1/ I have a story about WordStar from the mid-80s. I was in high school, and was blown away by it. Not just because it was fast, light, and good, but also because my BASIC brain *could not figure how to represent the data in a word processor*. I was OBSESSED about this. ↵
https://www.theregister.com/2024/08/06/wordstar_7_the_last_ever/
2/ Hope came from an unexpected quarter. My school bought 2-3 machines from a local company. The machines had almost nothing: like CP/M, a BASIC interpreter, and…their rudimentary clone of WordStar! Someone working a few blocks from my school had written a word processor!!! ↵
3/ Now, how was I going to get them to talk to me? Here, it helped that they were alums, and it was the kind of school (SJBHS in BLR) whose alums were called Old Boys, if you catch my drift. So I wangled an invite to their offices. They were very nice. ↵
4/ I finally popped the big question: in effect, how do you represent the data in a word processor? I didn't know big-O or anything, but I had big-O intuitions that told me it couldn't possibly be any of the BASIC representations I could come up with. ↵
5/ Frustratingly, they just kinda' clammed up, going into "trade secret" mode, like I was competition. I knew it couldn't have been written in BASIC, but they wouldn't even tell me whether they'd written it in Pascal or Assembly (the only other things that seemed plausible). ↵
6/ Many months later, I had learned to read DOS's .COM format. A dumb-ass prank we'd play was to take a binary and change all the strings to something else that was no longer than the original. And then, from somewhere deep in my consciousness came an idea. ↵
7/ I went to school and spent some time working through everything in that clone word processor. Then I edited the actual WordStar binary. And … it was a perfect match. I showed my friends "my" WordBlah (whatever it was called). ↵
8/ And that's how the penny dropped: why they hadn't been willing to answer any questions, tell me which language, give me any sense of how to store the strings—anything else. They just let me believe they'd written it, and its trade secrets were just too great to divulge. •
@sree Same energy.
@mason That's funny, and very much the opposite, so the very honorable version.

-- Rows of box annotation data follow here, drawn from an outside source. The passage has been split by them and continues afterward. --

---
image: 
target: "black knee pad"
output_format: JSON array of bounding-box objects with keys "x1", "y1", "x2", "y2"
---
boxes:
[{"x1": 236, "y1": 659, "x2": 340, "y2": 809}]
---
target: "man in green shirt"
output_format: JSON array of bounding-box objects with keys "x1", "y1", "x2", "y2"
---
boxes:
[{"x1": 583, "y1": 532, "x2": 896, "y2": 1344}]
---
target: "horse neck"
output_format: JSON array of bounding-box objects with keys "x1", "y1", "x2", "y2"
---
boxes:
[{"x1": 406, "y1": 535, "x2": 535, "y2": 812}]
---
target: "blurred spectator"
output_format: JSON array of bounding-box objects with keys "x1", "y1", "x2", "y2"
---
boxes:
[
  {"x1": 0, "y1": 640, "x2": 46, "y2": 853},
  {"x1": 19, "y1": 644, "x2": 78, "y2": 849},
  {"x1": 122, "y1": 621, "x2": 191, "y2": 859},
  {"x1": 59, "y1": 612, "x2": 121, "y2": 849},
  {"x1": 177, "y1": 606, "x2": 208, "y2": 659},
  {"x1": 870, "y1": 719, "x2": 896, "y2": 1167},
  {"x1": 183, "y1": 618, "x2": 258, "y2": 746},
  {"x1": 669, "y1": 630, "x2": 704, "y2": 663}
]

@shriramk They literally pirated it? Jeeeeez...
@tealeg To be fair, all the software I grew up around in India was pirated, because nobody could afford a license for anything. But at least we didn't change the names and call them our own!
@tealeg @mason I've been meaning to post about this…
One of the FSF board members (whom I know well) sent me a 35th anniversary of FSF celebration t-shirt.
Young me would have been over the moon at even knowing someone that highly-placed at FSF.
But current me doesn't wear it.
I dread, e.g., wearing it to class, someone asking "Wait, is the FSF that org…" and me having to say "yeah" and (implicitly) justify why I'm then wearing their t-shirt.